Le mani mie sbriciolano la charas, lente metodiche esperte, mentre mi danno altri chillum da accendere, grasso il fumo esce dalla mia bocca diretto dai miei polmoni mantici, le invocazioni le offerte i Bom Siva gridati prima di fumare, e le stelle su a milioni; pronto il mio di chillum è per la musica, lo passo ad Anita che lo da ad accendere a Marcus, poggiano giù le chitarre; veloce s’inserisce Pilu con la sua di chitarra sparata a tutto speed in un punk-rock francese.
La legna la vado a prendere spesso fuori dal gruppo ove hanno fatto un mucchio di legni di tutti i tipi ma non ce n’è più di grande e m’incammino anzi m’immergo nel lago per attraversarlo a piedi qui nel lato basso, oggi di là ho visto un tronco biforcuto buttato lì secco. Lì proprio lì sulla riva stanno Marta e Nacho seduti ed esco dalle acque proprio nella loro capanna, sono sconvoltissimi anche loro, stiamo un po’ insieme a fumare ad assorbire calde ondate di Luna.
Il tronco lo trascino tutt’intorno al lago per non farlo bagnare, solo all’inizio un po’ ingarbugliato colla vegetazione poi sulla spiaggia fila tutto liscio, le stelle sono milioni e si muovono tutte vorticosamente e pure lasciando scie a volte eppure son tutte lì ferme; qualcuna ti osserva di sicuro pulsando rossa poi blu poi verde poi bianca poi gialla; la scia che lascia il tronco nella sabbia è soave come la sabbia in cui affondo i miei piedi e dietro di me si forma un solco e le due labbra della Terra sono sexy morbide impastate nell’argilla gommosa dall’infinite possibilità e memoria di cui è fatto tutto. Bom Siva!
Un gruppo sta lontano dal fuoco saranno una trentina di persone così avvolti nelle tenebre. Son quelli che hanno deciso che domani non sorgerà il sole, e stan lì a tremare già da ora.
Io il mio tronco lo metto nel fuoco, luce le fiamme le chitarre e c’è il clarino sinuoso e la vedo, la pentola, l’halwa, la vede pure Anita, mano all’opera, colla paletta posso servirla, e cominciamo a camminare col pentolone fra la gente che scavalchiamo, è come un mare in tempesta di teste di gomiti di ginocchia di piedi e noi a galleggiare lì col calderone fra i marosi e la missione sacra di distribuire il prasad, l’halwa, il dolce! diciamo gentilmente alla gente, o chissà forse intimo loro: Prasciad!

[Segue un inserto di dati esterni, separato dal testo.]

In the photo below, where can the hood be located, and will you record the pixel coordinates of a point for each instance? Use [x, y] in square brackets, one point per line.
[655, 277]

Prasadam il sacro pasto l’eucarestia di Ganesha! e loro lì a porgermi fiduciosi le mani giunte a coppa a ricevere l’offerta mia, appiccicosa imburrata poltiglia blob nella notte.

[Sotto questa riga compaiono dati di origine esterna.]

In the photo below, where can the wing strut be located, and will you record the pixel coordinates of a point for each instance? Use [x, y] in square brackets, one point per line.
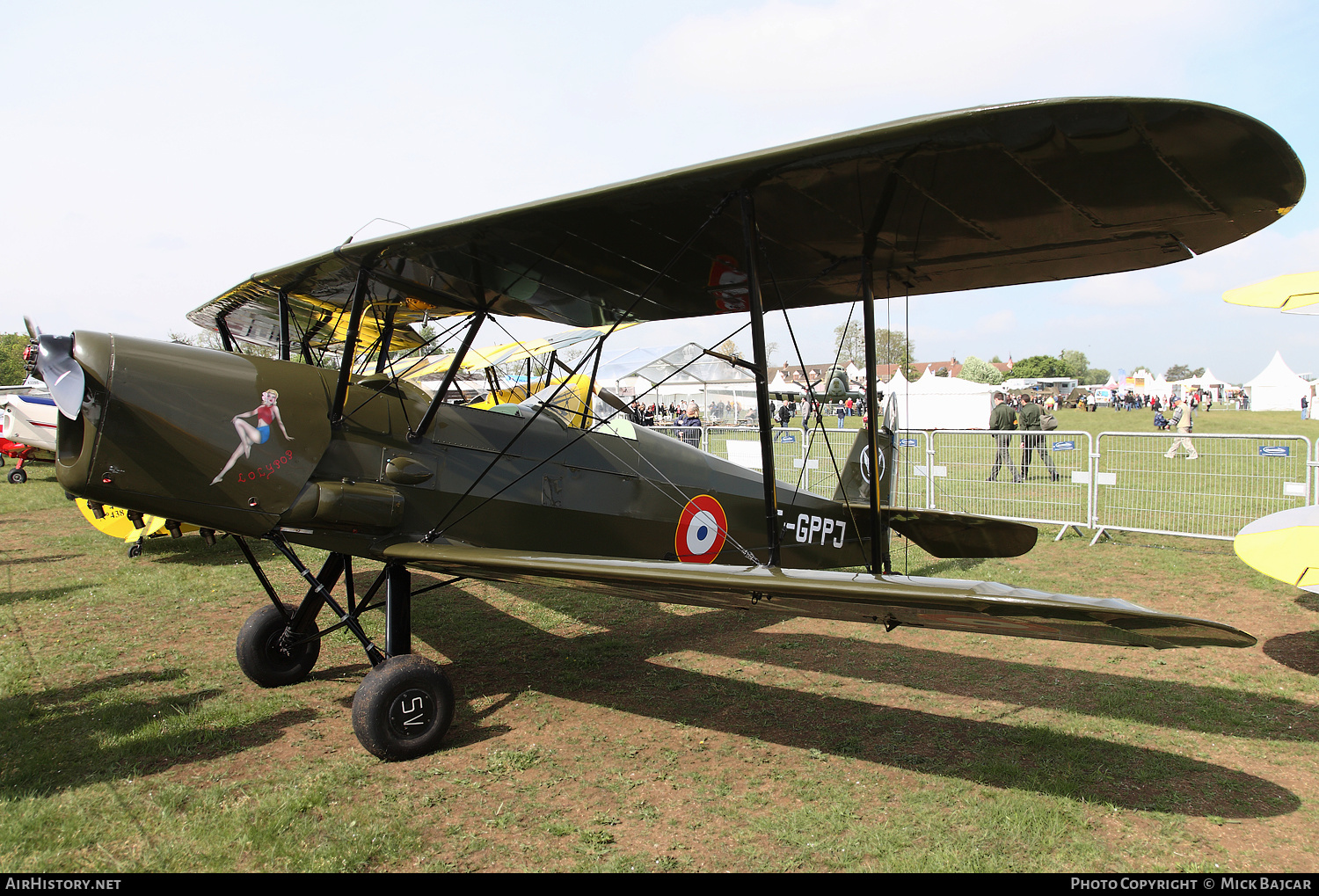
[454, 366]
[226, 339]
[757, 340]
[385, 338]
[880, 560]
[350, 345]
[285, 345]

Alcuni hanno le mani insabbiate e cominciano a masticare scrocchiando fra i denti e poi tentando di pulirsi la bocca colle mani imburrate insabbiate coll’uvetta fra le dita e sapore a cannella; io a via di scavare colla paletta nel calderone mi sono inzaccherato sino ai gomiti e pure Anita a via di mantenere la pentola sta lì appiccicosa; dietro di noi è tutto un delirio di gente che nel migliore dei casi si lecca le mani, o tenta di pulirsele con i teli di Benares imbrattando pure quelli, ma molti son rimasti lì con questa cosa in mano che non sanno che farne che non sanno manco che è e col tempo il blob si riproduce cadendo sulla sabbia sulle stuoie sulle vesti goccioloni semisolidi di melassa esistenziale.
Ognuno si specchia nelle appiccicature della sua anima nella colla vischiosa del suo cuore nella lingua sua che parla prensile. Noi proseguiamo la nostra missione del contagio psicogravitazionale il vischio dei druidi sfracchiato appiccicoso la bava del pianeta che c’inghiotte...

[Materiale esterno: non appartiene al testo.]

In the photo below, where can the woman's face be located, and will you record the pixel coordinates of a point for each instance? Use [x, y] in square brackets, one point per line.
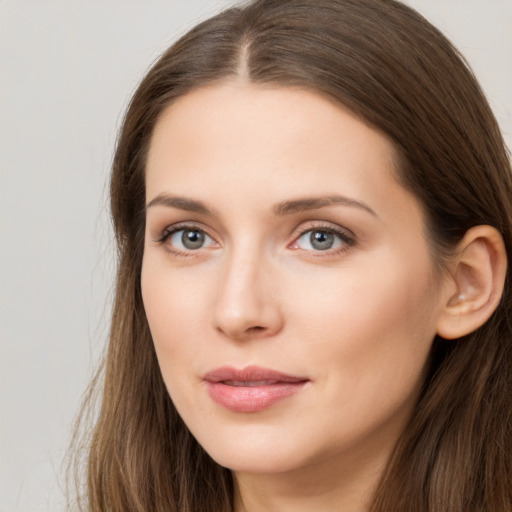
[286, 279]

- Qu'est-ce saaá ? c’est la merde ! la merde regardez toi: noyé dans ta merde ! – Pilu in piedi lì davanti gridando accelerato colle vene al collo gonfie ed il suo cappellino dell’Himachal in testa.
I pesci fanno la festa, i pesci del lago che corrono a mangiarti l’halwa dalle mani persino a riva appena si sparge la voce, ma chi ne approfitta si butta proprio nell’acqua e fa festa coi pesci la Luna piena è ancora lunga.